Urteil zu Bremer Biker bleibt bestehen

Der BGH fällte auch in einem weiteren Raser-Fall mit tödlichem Ausgang ein Urteil. Die Richter bestätigten ein Urteil des Landgerichts Bremen, das einen in der Bikerszene als "Alpi" bekannten Mann unter anderem wegen fahrlässiger Tötung zu zwei Jahren und neun Monaten Haft verurteilt hatte. Der Bremer Motorradfahrer hatte bei überhöhtem Tempo einen Fußgänger zu Tode gefahren.
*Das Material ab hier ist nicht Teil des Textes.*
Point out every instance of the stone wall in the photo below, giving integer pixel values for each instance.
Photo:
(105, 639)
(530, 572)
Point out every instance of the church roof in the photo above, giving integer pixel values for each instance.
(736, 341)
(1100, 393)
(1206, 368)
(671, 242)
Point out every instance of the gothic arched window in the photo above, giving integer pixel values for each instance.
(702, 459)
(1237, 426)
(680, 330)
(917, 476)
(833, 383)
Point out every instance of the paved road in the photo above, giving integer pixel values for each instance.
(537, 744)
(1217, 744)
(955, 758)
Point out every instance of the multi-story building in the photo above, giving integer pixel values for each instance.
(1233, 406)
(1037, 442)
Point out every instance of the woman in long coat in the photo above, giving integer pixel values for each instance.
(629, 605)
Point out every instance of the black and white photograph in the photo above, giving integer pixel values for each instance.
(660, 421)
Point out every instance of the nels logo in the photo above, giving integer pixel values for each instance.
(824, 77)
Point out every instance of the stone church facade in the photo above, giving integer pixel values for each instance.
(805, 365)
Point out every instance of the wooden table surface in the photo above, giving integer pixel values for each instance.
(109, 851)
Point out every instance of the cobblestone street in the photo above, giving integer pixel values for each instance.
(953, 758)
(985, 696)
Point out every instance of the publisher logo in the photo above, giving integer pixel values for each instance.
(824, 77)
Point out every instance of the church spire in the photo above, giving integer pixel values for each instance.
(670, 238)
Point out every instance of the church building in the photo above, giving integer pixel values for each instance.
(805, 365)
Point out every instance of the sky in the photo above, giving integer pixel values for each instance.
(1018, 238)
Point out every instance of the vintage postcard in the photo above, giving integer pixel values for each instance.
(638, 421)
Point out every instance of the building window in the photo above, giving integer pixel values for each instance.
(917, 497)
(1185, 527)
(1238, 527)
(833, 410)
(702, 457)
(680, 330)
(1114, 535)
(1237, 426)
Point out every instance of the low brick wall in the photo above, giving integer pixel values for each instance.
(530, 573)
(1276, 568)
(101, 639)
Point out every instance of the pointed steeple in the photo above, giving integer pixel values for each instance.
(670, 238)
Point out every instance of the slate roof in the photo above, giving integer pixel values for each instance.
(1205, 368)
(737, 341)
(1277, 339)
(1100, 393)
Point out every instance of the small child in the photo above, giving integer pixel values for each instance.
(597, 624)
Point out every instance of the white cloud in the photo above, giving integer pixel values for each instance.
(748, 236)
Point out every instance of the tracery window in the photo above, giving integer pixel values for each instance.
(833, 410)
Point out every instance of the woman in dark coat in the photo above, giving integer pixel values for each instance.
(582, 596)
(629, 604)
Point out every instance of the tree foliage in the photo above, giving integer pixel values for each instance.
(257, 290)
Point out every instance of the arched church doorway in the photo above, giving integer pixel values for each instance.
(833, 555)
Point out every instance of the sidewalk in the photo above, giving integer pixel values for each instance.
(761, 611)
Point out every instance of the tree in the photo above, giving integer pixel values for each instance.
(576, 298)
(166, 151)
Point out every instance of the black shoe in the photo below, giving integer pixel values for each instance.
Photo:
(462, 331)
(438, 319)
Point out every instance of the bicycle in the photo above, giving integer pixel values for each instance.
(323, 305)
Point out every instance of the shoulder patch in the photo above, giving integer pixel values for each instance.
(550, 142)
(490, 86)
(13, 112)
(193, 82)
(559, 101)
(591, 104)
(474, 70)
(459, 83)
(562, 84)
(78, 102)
Anders entschied der BGH zu einem Frankfurter Raser-Urteil. Die Richter hoben das Urteil gegen einen Unfallfahrer, der bei überhöhtem Tempo einen Autofahrer im Gegenverkehr getötet hatte, teilweise auf und gaben damit der Revision der Staatsanwaltschaft statt, die eine schärfere Strafe erreichen will. Ob der Angeklagte nun tatsächlich mit einer härteren Strafe rechnen muss, werde die Entscheidung des neuen Richters sein, betonte die Vorsitzende BGH-Richterin. Der damals 20-jährige Unfallfahrer war in der Vorinstanz unter anderem wegen fahrlässiger Tötung zu einer Jugendstrafe von drei Jahren verurteilt worden. Der Raser war mit 142 Kilometern pro Stunde unterwegs. Erlaubt war Tempo 70.